In der Stadtratssitzung, am Donnerstag den 11.02.2010, hat der Rechnungsprüfungsausschuss den Bericht zur Sache Schul- und Sportzentrum Niederscheyern in Form einer umfangreichen Datensammlung vorgelegt. Der Stadtrat hatte nun über weitere Schritte zu beraten und zu entscheiden.
Hier das Statement der SPD Fraktion im Stadtrat Pfaffenhofen im Wortlaut:
"Zunächst danke an den Rechnungsprüfungsausschuss.

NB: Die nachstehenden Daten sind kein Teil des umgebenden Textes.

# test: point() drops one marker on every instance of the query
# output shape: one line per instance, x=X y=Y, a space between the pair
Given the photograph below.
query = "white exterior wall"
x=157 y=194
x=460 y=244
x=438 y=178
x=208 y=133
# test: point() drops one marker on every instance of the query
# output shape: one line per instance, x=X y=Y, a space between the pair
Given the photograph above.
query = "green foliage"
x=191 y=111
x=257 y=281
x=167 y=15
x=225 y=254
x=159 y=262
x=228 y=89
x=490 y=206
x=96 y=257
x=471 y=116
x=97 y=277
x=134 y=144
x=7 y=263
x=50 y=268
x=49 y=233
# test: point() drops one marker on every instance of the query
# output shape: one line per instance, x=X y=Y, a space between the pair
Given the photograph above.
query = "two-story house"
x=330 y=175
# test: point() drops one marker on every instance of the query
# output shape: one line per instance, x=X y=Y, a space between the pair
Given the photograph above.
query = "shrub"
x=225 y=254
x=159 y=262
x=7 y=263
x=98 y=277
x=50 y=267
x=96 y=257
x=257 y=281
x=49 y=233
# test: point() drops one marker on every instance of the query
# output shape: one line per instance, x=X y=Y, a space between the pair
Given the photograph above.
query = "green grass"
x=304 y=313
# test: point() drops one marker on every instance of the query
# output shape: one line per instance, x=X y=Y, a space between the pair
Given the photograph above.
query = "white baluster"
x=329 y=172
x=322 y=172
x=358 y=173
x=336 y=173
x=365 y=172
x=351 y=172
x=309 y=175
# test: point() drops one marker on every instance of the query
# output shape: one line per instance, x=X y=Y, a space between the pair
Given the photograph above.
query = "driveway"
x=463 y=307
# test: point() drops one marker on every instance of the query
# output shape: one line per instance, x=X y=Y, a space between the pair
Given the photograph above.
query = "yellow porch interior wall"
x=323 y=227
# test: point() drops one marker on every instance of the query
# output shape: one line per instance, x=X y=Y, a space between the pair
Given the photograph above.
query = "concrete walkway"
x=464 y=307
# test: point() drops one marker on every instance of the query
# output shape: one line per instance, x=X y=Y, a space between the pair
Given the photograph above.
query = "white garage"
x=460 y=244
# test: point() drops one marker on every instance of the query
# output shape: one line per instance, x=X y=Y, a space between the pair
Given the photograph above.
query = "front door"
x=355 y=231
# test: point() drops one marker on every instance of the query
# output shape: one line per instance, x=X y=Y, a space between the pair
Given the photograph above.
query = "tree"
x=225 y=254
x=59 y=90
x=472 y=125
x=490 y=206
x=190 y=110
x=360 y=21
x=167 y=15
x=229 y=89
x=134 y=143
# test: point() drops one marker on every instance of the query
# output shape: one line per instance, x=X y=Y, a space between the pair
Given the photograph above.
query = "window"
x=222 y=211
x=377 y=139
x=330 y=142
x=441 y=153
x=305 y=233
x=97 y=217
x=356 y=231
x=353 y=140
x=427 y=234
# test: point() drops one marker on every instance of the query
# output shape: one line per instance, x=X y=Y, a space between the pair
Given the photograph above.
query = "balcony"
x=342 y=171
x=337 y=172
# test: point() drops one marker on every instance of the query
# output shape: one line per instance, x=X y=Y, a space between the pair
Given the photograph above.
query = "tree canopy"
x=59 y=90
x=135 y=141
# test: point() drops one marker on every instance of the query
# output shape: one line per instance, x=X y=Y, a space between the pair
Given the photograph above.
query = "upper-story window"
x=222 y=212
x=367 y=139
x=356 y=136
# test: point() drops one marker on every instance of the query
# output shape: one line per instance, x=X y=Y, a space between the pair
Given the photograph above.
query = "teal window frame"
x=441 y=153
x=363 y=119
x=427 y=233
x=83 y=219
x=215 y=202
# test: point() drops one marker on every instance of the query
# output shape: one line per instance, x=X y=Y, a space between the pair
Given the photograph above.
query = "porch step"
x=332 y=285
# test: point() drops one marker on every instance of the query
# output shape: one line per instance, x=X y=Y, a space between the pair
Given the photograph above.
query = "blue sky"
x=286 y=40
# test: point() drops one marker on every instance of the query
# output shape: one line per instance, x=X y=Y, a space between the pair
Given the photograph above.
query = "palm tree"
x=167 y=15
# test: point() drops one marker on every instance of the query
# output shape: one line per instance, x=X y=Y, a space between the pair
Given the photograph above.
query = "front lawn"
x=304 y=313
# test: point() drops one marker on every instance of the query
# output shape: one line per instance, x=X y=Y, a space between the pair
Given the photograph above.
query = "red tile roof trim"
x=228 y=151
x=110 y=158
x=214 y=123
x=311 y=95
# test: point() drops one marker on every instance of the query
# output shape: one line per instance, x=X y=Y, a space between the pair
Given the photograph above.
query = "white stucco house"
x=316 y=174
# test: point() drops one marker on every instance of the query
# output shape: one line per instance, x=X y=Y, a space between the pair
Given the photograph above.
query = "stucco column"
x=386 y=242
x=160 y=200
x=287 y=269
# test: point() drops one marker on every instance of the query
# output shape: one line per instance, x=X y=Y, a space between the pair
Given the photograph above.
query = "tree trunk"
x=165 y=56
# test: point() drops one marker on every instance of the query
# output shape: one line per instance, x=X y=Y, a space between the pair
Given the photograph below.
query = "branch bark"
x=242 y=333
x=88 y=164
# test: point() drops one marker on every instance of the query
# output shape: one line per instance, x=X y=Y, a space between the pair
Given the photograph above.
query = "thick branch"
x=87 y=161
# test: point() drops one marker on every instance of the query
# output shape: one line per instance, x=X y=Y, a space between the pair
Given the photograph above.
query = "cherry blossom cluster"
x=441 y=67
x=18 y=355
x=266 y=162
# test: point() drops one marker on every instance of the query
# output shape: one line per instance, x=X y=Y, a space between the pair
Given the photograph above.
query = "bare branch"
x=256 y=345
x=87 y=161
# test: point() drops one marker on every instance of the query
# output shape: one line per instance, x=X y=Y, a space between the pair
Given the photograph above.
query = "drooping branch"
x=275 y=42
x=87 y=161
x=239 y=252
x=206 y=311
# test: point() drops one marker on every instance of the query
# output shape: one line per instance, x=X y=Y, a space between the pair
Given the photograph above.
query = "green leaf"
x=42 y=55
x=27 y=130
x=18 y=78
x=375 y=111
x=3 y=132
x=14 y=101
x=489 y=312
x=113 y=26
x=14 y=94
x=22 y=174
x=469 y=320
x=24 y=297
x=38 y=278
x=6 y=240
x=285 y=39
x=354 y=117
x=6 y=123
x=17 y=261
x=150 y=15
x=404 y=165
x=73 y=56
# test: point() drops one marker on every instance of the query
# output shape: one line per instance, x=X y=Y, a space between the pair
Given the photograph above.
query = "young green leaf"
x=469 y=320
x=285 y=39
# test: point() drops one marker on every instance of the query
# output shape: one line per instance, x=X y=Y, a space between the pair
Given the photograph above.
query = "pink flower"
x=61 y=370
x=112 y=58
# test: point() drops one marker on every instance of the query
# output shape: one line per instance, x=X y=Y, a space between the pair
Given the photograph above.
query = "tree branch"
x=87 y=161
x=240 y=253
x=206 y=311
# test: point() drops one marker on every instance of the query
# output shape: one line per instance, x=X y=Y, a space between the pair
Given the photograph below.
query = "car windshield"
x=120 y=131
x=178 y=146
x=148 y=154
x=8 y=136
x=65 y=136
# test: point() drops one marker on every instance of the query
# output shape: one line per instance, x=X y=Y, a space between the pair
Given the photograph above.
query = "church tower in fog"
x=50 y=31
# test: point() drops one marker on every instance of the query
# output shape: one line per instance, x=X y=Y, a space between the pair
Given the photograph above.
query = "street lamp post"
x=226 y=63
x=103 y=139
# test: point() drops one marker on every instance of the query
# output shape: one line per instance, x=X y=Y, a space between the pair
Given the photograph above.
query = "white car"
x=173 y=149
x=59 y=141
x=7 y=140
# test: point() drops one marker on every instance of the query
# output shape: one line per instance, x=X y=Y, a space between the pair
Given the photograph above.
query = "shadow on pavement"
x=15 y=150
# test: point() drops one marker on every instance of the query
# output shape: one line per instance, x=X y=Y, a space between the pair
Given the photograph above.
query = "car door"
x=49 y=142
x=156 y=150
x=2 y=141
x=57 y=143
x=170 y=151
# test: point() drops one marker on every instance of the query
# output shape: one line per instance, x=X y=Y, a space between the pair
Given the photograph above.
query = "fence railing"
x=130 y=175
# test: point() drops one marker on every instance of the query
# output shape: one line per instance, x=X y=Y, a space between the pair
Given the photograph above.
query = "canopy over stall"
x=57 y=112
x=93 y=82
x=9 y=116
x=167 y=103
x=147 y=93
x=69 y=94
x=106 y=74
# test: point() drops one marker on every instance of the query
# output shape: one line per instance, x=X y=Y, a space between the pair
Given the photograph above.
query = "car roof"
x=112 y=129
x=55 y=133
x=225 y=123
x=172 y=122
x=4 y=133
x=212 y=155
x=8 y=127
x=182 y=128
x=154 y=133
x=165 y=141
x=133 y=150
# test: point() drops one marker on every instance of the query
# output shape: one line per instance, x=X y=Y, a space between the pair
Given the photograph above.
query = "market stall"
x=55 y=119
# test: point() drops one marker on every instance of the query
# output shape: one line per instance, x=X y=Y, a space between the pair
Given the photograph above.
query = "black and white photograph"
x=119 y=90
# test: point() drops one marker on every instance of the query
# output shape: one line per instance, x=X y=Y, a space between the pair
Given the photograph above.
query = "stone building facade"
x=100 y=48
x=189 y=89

Sie haben gute Arbeit geleistet!
Die Sachlage selbst ist ja mittlerweile hinlänglich bekannt.
Vor uns liegen schmerzhafte und teure Renovierungsarbeiten eines Gebäudes, welches gerade mal 17 Jahre alt ist.
Zu klären war und ist ob im Zusammenhang mit dem Schul- und Sportzentrum Niederscheyern, durch Versäumen von Gewährleistungs-fristen ein eventuell vermeidbarer Millionenschaden für den Steuerzahler entstanden ist.

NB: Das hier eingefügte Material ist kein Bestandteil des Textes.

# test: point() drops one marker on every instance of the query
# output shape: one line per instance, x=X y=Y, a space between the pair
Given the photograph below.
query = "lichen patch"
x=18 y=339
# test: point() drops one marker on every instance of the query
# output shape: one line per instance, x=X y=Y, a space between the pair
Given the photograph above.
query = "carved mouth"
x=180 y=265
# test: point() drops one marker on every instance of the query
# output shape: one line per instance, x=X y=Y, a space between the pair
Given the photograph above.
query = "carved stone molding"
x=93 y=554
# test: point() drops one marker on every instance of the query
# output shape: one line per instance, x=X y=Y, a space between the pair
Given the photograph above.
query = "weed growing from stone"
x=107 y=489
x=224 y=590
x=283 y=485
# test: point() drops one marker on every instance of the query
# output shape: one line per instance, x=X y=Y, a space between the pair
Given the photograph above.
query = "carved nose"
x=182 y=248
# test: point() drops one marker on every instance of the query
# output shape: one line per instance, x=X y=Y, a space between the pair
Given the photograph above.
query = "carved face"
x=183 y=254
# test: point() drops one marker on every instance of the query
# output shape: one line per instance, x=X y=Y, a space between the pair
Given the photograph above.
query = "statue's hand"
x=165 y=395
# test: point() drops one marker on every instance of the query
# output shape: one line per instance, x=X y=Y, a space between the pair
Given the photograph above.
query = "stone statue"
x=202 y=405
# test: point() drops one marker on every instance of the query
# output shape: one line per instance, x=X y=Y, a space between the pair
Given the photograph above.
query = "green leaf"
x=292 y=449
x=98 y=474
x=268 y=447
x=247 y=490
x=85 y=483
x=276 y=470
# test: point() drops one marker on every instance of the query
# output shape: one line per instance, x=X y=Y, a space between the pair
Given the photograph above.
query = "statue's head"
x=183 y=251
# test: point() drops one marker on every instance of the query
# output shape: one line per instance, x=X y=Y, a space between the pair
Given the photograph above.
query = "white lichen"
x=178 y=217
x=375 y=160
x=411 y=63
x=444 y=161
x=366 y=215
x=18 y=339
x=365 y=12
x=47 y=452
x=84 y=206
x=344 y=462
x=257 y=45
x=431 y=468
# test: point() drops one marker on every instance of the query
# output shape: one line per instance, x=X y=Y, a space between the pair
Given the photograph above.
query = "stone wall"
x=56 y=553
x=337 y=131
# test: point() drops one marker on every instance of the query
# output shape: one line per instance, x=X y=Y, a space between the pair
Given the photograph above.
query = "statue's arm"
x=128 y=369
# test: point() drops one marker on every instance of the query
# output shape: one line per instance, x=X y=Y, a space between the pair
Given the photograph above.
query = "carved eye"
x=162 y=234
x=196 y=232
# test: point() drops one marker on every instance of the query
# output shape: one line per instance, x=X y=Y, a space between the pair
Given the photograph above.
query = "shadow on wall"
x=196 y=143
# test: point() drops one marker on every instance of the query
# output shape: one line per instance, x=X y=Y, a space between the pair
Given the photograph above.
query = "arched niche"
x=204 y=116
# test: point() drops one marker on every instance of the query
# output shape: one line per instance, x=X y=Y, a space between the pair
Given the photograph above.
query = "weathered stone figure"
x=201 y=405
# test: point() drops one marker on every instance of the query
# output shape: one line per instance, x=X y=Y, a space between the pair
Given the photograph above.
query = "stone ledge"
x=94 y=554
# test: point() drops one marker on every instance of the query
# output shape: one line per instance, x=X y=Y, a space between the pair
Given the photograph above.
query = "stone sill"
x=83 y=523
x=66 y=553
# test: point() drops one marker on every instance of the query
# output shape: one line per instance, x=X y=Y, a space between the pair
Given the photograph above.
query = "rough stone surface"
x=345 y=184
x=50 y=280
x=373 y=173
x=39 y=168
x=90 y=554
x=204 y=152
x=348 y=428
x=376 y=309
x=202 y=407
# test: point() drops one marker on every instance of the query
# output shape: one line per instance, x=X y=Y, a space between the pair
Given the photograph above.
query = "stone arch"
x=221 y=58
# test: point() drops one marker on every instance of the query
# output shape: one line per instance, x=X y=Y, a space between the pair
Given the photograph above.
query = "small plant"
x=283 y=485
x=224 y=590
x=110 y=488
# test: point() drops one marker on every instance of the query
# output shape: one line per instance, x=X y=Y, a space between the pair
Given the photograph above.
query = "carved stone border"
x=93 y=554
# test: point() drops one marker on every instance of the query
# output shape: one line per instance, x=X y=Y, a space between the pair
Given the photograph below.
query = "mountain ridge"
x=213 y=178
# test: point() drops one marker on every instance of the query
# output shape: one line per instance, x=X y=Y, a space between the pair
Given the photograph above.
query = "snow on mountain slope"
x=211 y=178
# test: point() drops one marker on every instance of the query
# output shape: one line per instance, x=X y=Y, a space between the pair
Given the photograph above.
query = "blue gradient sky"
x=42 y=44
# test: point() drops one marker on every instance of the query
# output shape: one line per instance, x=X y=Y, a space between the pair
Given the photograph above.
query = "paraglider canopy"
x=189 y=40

Und gerade vor diesem Komplex lässt der vorliegende Bericht noch viele Fragen offen:
Wann sind im Detail welche Gewährleistungsfirsten abgelaufen
und was wurde jeweils vorher unternommen?

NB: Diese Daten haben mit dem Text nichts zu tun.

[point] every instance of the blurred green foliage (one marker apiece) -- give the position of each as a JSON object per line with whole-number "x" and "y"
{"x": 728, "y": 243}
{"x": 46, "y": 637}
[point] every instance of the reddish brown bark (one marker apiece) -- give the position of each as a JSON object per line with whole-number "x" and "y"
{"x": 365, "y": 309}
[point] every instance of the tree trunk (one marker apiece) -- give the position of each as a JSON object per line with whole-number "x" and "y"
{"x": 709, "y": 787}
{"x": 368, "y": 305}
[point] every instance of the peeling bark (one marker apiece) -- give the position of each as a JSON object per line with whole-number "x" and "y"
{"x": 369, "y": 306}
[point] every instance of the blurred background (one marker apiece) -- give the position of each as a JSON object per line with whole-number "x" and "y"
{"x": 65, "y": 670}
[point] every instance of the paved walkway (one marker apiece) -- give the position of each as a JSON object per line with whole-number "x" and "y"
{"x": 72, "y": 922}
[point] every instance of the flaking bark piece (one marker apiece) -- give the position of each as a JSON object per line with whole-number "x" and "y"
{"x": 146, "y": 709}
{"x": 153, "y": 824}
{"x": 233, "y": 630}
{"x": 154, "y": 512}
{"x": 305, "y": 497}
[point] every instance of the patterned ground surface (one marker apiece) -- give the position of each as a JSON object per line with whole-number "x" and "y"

Wurde tatsächlich von Niemand auf den Ablauf der Fristen hingewiesen?
Vor allem zwei Ungereimtheiten müssen genauer hinterfragt und dem Bürger deutlich erklärt werden:
Wie kann es sein, dass bei derart häufig auftretenden Mängeln und bei immer wiederkehrenden Wasserschäden, immer nur Flickwerkarbeiten unternommen wurden und dass, zudem bei bekannt riskantem Untergrund, niemand auf die Idee gekommen ist, ein umfangreiches Gutachten einzuholen um eventuelle fundamentale Schäden auszuschließen?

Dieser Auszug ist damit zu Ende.